Exercising regularly is important for new mothers as it helps them to stay active and also lose postpartum weight. Half of the postpartum weight is usually lost in six weeks after giving birth. And one tends to lose the remaining weight with time. Exercising regularly and staying active can help to get rid of the postpartum weight gain. Read on to know about the exercises new moms can do to lose weight after pregnancy.
Exercises That New Mothers Can Do To Lose Weight After Pregnancy?

Exercises That New Mothers Can Do To Lose Weight After Pregnancy

New mothers find it very difficult to get time for themselves. They tend to dedicate all their time towards their child. While the well-being of the child is important, it is crucial that new mothers take care of their health. From eating well to exercising regularly, sleeping well and more, new mothers should also prioritise their well-being along with that of their child. Exercising regularly is important for new mothers as it helps them to stay active and also lose postpartum weight.
Half of the postpartum weight is usually lost in six weeks after giving birth. And one tends to lose the remaining weight with time. Exercising regularly and staying active can help to get rid of the postpartum weight gain.
Here, take a look at some of the best exercises that new mothers can do to lose weight after pregnancy.

Walking

This is a low-impact exercise that new mothers can easily do and add to their routine. Brisk walking helps to burn calories and can also improve cardiovascular health. Walking can also help in postpartum recovery. You can start with short walks in your neighbourhood and then gradually increase the duration and intensity.

Yoga

Postnatal yoga is a good way for new mothers to regain their strength, flexibility and balance. Yoga also helps in reducing stress and can help you relax. There are yoga poses that target areas such as the abdomen, pelvic floor, and back for postpartum. These poses also help to tone muscles and improve posture.

Strength Training

Strength training exercises such as those using bodyweight, resistance bands, or light dumbbells can be beneficial for new mothers. These help to boost their metabolism which can eventually help in weight loss. Moreover, these exercises can also help in building muscle mass. You can do squats, lunges, push-ups and rows.

Swimming

This is a good full-body exercise that is gentle on the joints which makes it ideal for postpartum. The buoyancy of the water helps to reduce the impact on the body and it also gives resistance that helps to strengthen the muscles. Swimming can also help improve cardiovascular health.

Pilates

This is an exercise that focuses on strength, stability and flexibility. Doing postnatal Pilates can help in abdominal strengthening, spinal alignment and pelvic floor activation. Doing Pilates can also help new mothers to regain abdominal strength and stability which eventually helps to improve their posture and reduce the risk of back pain.
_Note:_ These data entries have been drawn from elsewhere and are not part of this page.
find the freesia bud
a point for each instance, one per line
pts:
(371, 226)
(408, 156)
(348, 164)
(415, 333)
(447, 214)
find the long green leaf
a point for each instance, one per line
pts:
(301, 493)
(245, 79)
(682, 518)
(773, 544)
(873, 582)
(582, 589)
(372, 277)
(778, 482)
Pelvic Floor Exercises (Kegels)

Kegel exercises are important for strengthening the pelvic floor muscles. This is because these muscles undergo strain during pregnancy and childbirth. Strengthening the pelvic floor can help prevent urinary incontinence and help in faster recovery.

Interval Training

High-intensity interval training (HIIT) workouts are best and effective for burning calories and boosting your metabolism. When you alternate short bursts of intense exercise with periods of rest or low-intensity recovery it can help new mothers increase their calorie expenditure and improve cardiovascular fitness.